Polio-Impfstoffe: IPV und OPV
Zwei verschiedene Impfstoffarten stehen gegen Polio zur Verfügung: der Totimpfstoff (IPV) und der Lebendimpfstoff (OPV). Beide haben ihre Vor- und Nachteile.
IPV (Totimpfstoff): Dieser Impfstoff wird per Injektion verabreicht und fördert die Bildung schützender Antikörper gegen das Polio-Virus. IPV bietet einen sicheren Schutz vor Krankheitssymptomen. Allerdings können Geimpfte weiterhin Überträger des Virus sein, da es bei einer meist symptomlosen Infektion über den Stuhl ausgeschieden wird.
OPV (Lebendimpfstoff): Die Schluckimpfung mit OPV enthält abgeschwächte Viren. Dieser Impfstoff ist kostengünstig, leicht anwendbar und wird vor allem in Ländern mit begrenzten Ressourcen eingesetzt. Geimpfte scheiden die abgeschwächten Viren einige Wochen über den Stuhl aus, die in seltenen Fällen mutieren und Erkrankungen auslösen können. Diese Impfstoff-abgeleiteten Viren (cVDPV) stellen ein Risiko in Gebieten mit niedrigen Impfquoten dar.

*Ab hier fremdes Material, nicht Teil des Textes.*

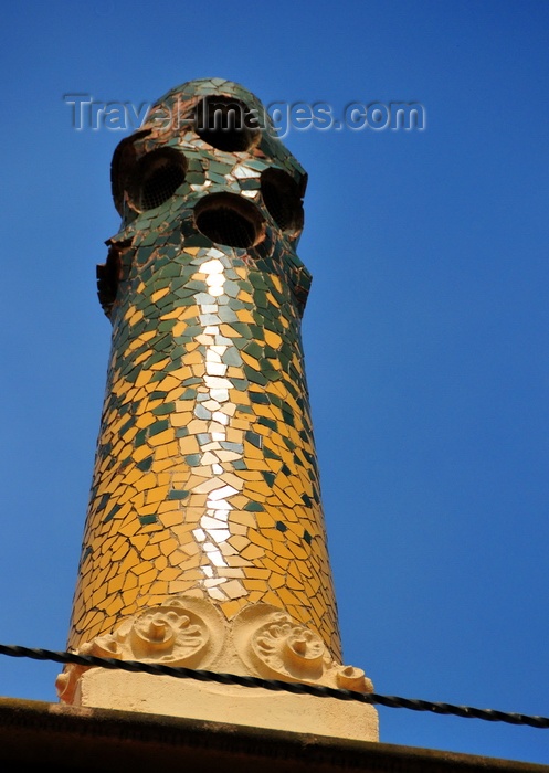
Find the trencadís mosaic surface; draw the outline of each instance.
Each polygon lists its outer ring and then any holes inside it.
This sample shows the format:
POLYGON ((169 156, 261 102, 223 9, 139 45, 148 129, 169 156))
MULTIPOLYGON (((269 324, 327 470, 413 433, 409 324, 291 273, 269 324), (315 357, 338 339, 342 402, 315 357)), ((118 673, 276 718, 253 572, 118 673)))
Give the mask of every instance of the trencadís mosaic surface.
POLYGON ((234 83, 190 82, 115 152, 72 647, 184 594, 226 620, 284 608, 340 658, 300 340, 306 174, 254 110, 234 83))

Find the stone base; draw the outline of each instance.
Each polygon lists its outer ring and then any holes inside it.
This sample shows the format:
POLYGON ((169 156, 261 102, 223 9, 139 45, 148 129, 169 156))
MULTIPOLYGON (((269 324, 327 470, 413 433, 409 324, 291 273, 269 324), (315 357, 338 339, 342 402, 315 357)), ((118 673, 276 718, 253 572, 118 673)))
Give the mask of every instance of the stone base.
POLYGON ((379 740, 378 712, 367 703, 103 668, 81 676, 73 706, 379 740))

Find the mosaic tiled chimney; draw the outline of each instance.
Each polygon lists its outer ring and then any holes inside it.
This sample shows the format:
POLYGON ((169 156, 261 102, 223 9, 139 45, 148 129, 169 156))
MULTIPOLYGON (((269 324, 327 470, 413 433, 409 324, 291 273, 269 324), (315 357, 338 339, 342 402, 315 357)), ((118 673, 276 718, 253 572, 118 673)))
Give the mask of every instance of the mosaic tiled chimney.
MULTIPOLYGON (((219 78, 169 92, 116 149, 123 222, 97 268, 113 342, 71 648, 372 689, 341 665, 300 338, 306 181, 256 97, 219 78)), ((73 666, 57 689, 377 739, 358 702, 73 666)))

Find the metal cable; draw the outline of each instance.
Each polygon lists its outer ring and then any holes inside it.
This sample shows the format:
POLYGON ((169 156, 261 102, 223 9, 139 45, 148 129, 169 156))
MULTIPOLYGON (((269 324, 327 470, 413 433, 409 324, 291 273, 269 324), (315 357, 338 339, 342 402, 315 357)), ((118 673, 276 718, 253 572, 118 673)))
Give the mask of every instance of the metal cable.
POLYGON ((75 664, 77 666, 98 666, 101 668, 120 669, 124 671, 141 671, 157 676, 172 676, 179 679, 198 679, 199 681, 217 681, 222 685, 240 685, 242 687, 262 687, 266 690, 284 690, 297 695, 310 695, 317 698, 337 698, 338 700, 357 700, 361 703, 386 706, 391 709, 411 709, 412 711, 429 711, 435 714, 453 714, 466 719, 483 719, 488 722, 507 722, 508 724, 526 724, 530 728, 549 728, 549 717, 531 717, 529 714, 497 711, 496 709, 475 709, 471 706, 454 706, 415 698, 383 696, 377 692, 355 692, 320 685, 281 681, 277 679, 261 679, 260 677, 242 676, 239 674, 218 674, 183 666, 163 666, 157 663, 141 660, 116 660, 115 658, 97 657, 95 655, 77 655, 76 653, 36 649, 17 645, 0 644, 0 655, 9 657, 31 658, 33 660, 53 660, 54 663, 75 664))

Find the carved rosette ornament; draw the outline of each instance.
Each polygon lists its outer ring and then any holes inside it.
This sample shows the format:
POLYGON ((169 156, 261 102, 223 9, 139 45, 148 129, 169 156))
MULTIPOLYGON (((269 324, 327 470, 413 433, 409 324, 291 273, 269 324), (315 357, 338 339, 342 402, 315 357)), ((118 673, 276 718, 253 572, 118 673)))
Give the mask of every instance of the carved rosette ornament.
POLYGON ((234 621, 233 638, 241 659, 265 679, 373 690, 362 669, 336 663, 315 631, 270 604, 244 607, 234 621))
MULTIPOLYGON (((176 596, 125 620, 113 634, 84 644, 78 654, 199 668, 215 658, 223 640, 223 622, 213 605, 176 596)), ((89 668, 65 668, 55 682, 61 700, 73 702, 78 679, 89 668)))
MULTIPOLYGON (((316 631, 271 604, 245 606, 232 623, 226 623, 210 602, 176 596, 128 617, 113 634, 98 636, 78 653, 166 666, 208 667, 219 673, 357 692, 373 689, 362 669, 334 660, 316 631)), ((57 677, 62 701, 75 702, 78 680, 89 668, 93 666, 68 665, 57 677)))

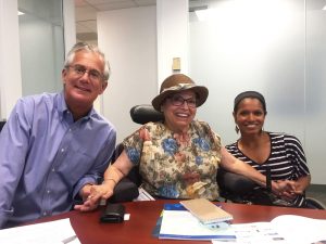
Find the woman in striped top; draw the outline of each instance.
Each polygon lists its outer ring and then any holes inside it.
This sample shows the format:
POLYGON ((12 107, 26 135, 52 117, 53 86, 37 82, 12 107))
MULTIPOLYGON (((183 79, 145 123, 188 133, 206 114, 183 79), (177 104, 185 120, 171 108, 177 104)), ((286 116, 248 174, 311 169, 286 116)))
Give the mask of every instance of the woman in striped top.
POLYGON ((296 190, 285 191, 281 200, 294 206, 304 206, 304 191, 310 184, 310 171, 300 141, 290 134, 263 130, 266 116, 264 97, 256 91, 238 94, 234 104, 237 142, 226 149, 273 181, 291 180, 296 190))

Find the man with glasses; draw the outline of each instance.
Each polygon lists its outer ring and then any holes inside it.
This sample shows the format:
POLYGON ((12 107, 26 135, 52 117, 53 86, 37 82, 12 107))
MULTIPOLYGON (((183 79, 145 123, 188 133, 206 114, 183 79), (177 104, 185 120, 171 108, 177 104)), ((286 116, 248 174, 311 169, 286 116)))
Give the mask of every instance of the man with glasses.
POLYGON ((116 140, 114 126, 93 110, 109 76, 104 54, 77 43, 62 92, 18 100, 0 136, 0 228, 68 211, 76 196, 89 196, 116 140))
MULTIPOLYGON (((208 198, 216 201, 217 168, 241 174, 260 185, 266 177, 229 154, 209 124, 195 119, 197 107, 209 90, 183 74, 167 77, 152 105, 164 115, 162 121, 148 123, 123 141, 124 151, 104 172, 101 185, 92 185, 85 205, 97 205, 113 194, 115 184, 138 165, 142 188, 154 197, 208 198)), ((289 182, 272 182, 280 192, 289 182)), ((79 210, 88 210, 78 207, 79 210)))

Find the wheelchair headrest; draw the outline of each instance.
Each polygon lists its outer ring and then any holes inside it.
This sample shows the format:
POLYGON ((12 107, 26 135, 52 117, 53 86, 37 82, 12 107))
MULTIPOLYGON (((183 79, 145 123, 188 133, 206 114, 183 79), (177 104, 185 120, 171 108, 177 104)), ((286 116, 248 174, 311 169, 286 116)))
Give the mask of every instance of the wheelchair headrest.
POLYGON ((164 115, 154 110, 152 105, 143 104, 133 106, 130 110, 130 116, 134 123, 143 125, 149 121, 164 120, 164 115))

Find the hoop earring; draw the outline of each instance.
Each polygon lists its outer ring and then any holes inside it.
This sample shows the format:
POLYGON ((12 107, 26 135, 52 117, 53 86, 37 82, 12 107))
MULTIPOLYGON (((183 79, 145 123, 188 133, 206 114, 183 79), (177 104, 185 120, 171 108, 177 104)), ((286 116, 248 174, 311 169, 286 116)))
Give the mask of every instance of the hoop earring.
POLYGON ((235 128, 235 130, 236 130, 236 133, 239 133, 239 127, 238 127, 238 125, 236 125, 236 128, 235 128))

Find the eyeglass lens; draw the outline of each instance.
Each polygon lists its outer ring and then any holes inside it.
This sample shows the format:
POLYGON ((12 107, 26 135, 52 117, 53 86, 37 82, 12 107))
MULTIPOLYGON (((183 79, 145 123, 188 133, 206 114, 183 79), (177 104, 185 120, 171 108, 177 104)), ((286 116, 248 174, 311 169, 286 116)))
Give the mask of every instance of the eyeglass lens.
POLYGON ((184 105, 185 102, 187 102, 187 105, 189 107, 196 107, 197 103, 196 103, 196 99, 190 98, 190 99, 184 99, 181 95, 174 95, 171 98, 172 104, 175 106, 181 106, 184 105))
POLYGON ((79 65, 79 64, 76 64, 76 65, 73 65, 71 66, 75 73, 75 75, 77 76, 84 76, 85 73, 88 73, 88 76, 91 80, 101 80, 102 79, 102 75, 100 72, 98 72, 97 69, 88 69, 83 66, 83 65, 79 65))

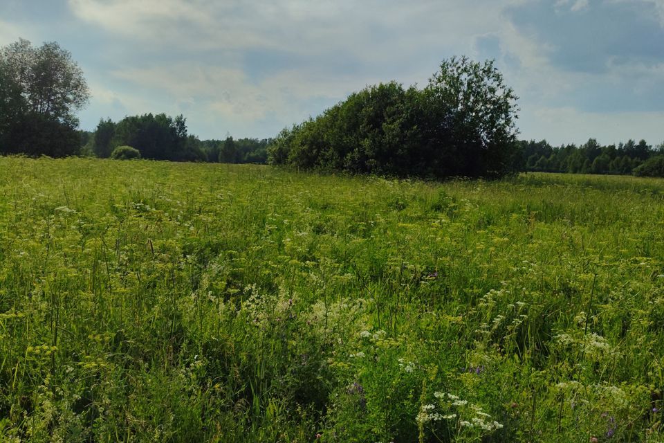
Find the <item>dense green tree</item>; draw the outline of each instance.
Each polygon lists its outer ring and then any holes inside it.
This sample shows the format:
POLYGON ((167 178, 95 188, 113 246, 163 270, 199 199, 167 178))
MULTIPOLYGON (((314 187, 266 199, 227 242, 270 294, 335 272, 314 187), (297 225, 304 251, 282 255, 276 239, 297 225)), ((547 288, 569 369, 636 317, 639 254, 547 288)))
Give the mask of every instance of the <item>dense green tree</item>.
POLYGON ((664 177, 664 155, 656 155, 644 161, 634 168, 634 175, 664 177))
POLYGON ((238 163, 237 147, 232 137, 227 137, 219 151, 219 162, 222 163, 238 163))
POLYGON ((82 71, 57 43, 21 39, 0 48, 0 152, 77 154, 74 113, 89 97, 82 71))
POLYGON ((518 163, 516 99, 492 62, 452 58, 424 89, 368 87, 284 129, 268 161, 401 177, 499 177, 518 163))
POLYGON ((93 141, 93 150, 98 157, 106 159, 111 156, 113 150, 111 141, 116 135, 116 124, 110 118, 100 119, 93 141))
POLYGON ((205 161, 207 156, 187 135, 186 120, 165 114, 125 117, 115 127, 111 145, 127 145, 140 152, 144 159, 174 161, 205 161))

Wie kann sich Polio über das Abwasser verbreiten?
Polio-Viren können sich über das Abwasser verbreiten. Infizierte Personen scheiden das Virus aus, unabhängig davon, ob sie nach einer Infektion den Wildtyp des Polio-Virus oder nach einer OPV-Impfung Viren im Körper tragen. Eine Gefährdung ergibt sich insbesondere durch kontaminiertes Wasser oder Schmierinfektionen. In Städten wie München, Bonn, Köln oder Hamburg wurden Polioviren im Abwasser festgestellt. Laut dem Robert Koch-Institut (RKI) stammen die nachgewiesenen Viren von OPV-Impfungen, die in anderen Ländern durchgeführt wurden. Wenn der Erreger anhaltend zirkuliert, seien einzelne Erkrankungen bei Menschen ohne ausreichenden Impfschutz möglich, so das RKI. Die Wahrscheinlichkeit sei aber aufgrund der Impfquoten von bundesweit 90 Prozent und guten Hygienebedingungen in Deutschland gering.

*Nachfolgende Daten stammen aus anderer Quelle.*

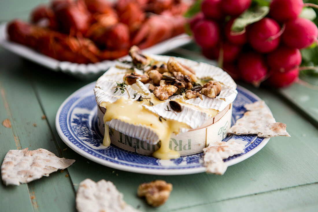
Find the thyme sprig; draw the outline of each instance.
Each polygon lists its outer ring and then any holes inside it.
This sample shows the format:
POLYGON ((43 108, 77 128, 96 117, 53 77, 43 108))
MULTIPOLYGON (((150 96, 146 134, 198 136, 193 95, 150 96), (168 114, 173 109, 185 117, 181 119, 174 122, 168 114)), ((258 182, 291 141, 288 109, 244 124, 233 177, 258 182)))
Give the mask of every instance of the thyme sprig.
POLYGON ((139 96, 139 97, 138 98, 138 99, 136 101, 137 102, 141 102, 142 101, 143 101, 144 99, 145 99, 146 100, 147 100, 147 102, 148 102, 148 103, 149 103, 149 105, 150 105, 150 106, 153 106, 154 103, 153 103, 152 102, 151 102, 151 101, 150 101, 150 100, 149 100, 151 99, 151 98, 144 98, 141 96, 139 96))
POLYGON ((129 92, 128 92, 128 90, 127 89, 127 84, 125 82, 123 82, 121 83, 116 82, 116 83, 117 84, 117 86, 116 86, 116 89, 115 89, 115 91, 114 93, 115 93, 118 91, 119 89, 121 91, 121 93, 123 94, 124 92, 125 92, 125 90, 126 90, 128 94, 128 96, 129 97, 129 98, 130 98, 130 95, 129 95, 129 92))
POLYGON ((160 121, 161 122, 162 122, 162 119, 163 119, 165 121, 167 121, 167 119, 166 119, 165 118, 163 117, 162 117, 161 116, 159 116, 159 121, 160 121))
POLYGON ((177 114, 176 113, 176 112, 175 112, 174 111, 172 111, 170 109, 169 109, 169 107, 168 107, 168 105, 167 106, 167 109, 165 109, 164 110, 166 110, 166 111, 170 111, 170 112, 172 112, 174 113, 175 115, 176 116, 177 115, 177 114))

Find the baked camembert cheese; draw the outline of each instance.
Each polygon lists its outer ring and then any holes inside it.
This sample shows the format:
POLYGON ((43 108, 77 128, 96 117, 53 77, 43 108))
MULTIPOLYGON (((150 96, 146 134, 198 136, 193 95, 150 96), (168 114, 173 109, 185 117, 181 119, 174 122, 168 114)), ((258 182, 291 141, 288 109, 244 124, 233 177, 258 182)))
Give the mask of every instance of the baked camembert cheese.
MULTIPOLYGON (((136 46, 129 55, 131 58, 117 62, 101 76, 94 88, 98 110, 105 114, 104 145, 112 142, 110 128, 149 145, 159 143, 155 158, 177 158, 180 154, 169 148, 172 136, 200 129, 222 111, 231 111, 231 116, 236 84, 221 69, 144 55, 136 46)), ((209 144, 204 144, 201 152, 209 144)))

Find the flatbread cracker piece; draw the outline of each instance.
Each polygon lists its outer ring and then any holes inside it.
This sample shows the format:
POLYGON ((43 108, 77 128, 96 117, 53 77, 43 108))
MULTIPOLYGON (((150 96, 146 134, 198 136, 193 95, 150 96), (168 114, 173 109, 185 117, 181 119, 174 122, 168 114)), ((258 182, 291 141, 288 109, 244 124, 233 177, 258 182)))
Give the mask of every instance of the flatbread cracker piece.
POLYGON ((203 149, 203 160, 204 166, 206 167, 206 172, 223 175, 228 166, 223 159, 234 155, 244 153, 245 147, 244 145, 234 141, 210 143, 208 147, 203 149))
POLYGON ((75 162, 75 160, 57 157, 44 149, 9 150, 1 165, 1 177, 6 185, 18 186, 42 176, 47 177, 58 169, 66 168, 75 162))
POLYGON ((126 204, 122 194, 112 182, 105 180, 96 183, 87 179, 81 182, 76 193, 76 202, 79 212, 140 211, 126 204))
POLYGON ((249 110, 238 119, 229 130, 236 135, 257 134, 259 137, 267 138, 284 136, 290 137, 286 131, 286 124, 276 122, 264 101, 258 101, 244 105, 249 110))

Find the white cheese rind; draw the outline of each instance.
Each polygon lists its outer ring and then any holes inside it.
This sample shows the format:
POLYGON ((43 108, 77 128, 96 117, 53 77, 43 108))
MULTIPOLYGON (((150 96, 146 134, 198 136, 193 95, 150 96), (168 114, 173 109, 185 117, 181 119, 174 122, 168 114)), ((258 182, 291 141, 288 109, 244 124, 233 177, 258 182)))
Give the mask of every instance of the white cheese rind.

Besorgniserregende Lücken beim Polio-Impfschutz
Eine stabile und hohe Impfquote ist essenziell, um die Verbreitung des Virus zu stoppen. In vielen Ländern, darunter Deutschland, sinkt die Impfbereitschaft, weil Polio hier seit Jahrzehnten nicht mehr aufgetreten ist. Dieses trügerische Sicherheitsgefühl führt dazu, dass Eltern ihre Kinder seltener impfen lassen, was Impflücken entstehen lässt. Laut Epidemiologischem Bulletin des RKI (externer Link) waren mehr als eine halbe Million Kinder eines Geburtsjahrgangs bis zum Alter von zwölf Monaten nicht ausreichend gegen Polio geimpft. Die Ständige Impfkommission (STIKO) rät dringend, den Impfstatus von Kindern zu überprüfen und fehlende Impfungen schnell nachzuholen, um den Schutz gerade in dieser gefährdeten Altersgruppe zu gewährleisten.
Polio in Deutschland: Fortschritte und Herausforderungen
In Deutschland wurde seit 1992 kein Fall von Kinderlähmung mehr registriert. Die Umstellung von der Schluckimpfung mit OPV auf den sicheren Totimpfstoff IPV hat dazu beigetragen, impfstoffbedingte Ausbrüche zu verhindern. Seit 1998 ist die Polio-Impfung Bestandteil der routinemäßigen Kombinationsimpfungen, die bei Kleinkindern durchgeführt werden.
Impfschutz als Gemeinschaftsaufgabe
Der Kampf gegen Polio ist noch nicht gewonnen. Um die Krankheit endgültig auszurotten, müssen Impfquoten bei 95 Prozent gehalten werden. Die Polio-Impfung ist nicht nur ein Schutz für den Einzelnen, sondern auch für die Gemeinschaft. Trotz großer Fortschritte ist Polio noch nicht vollständig ausgerottet. Eine hohe Impfquote bleibt entscheidend für die endgültige Ausrottung des Virus.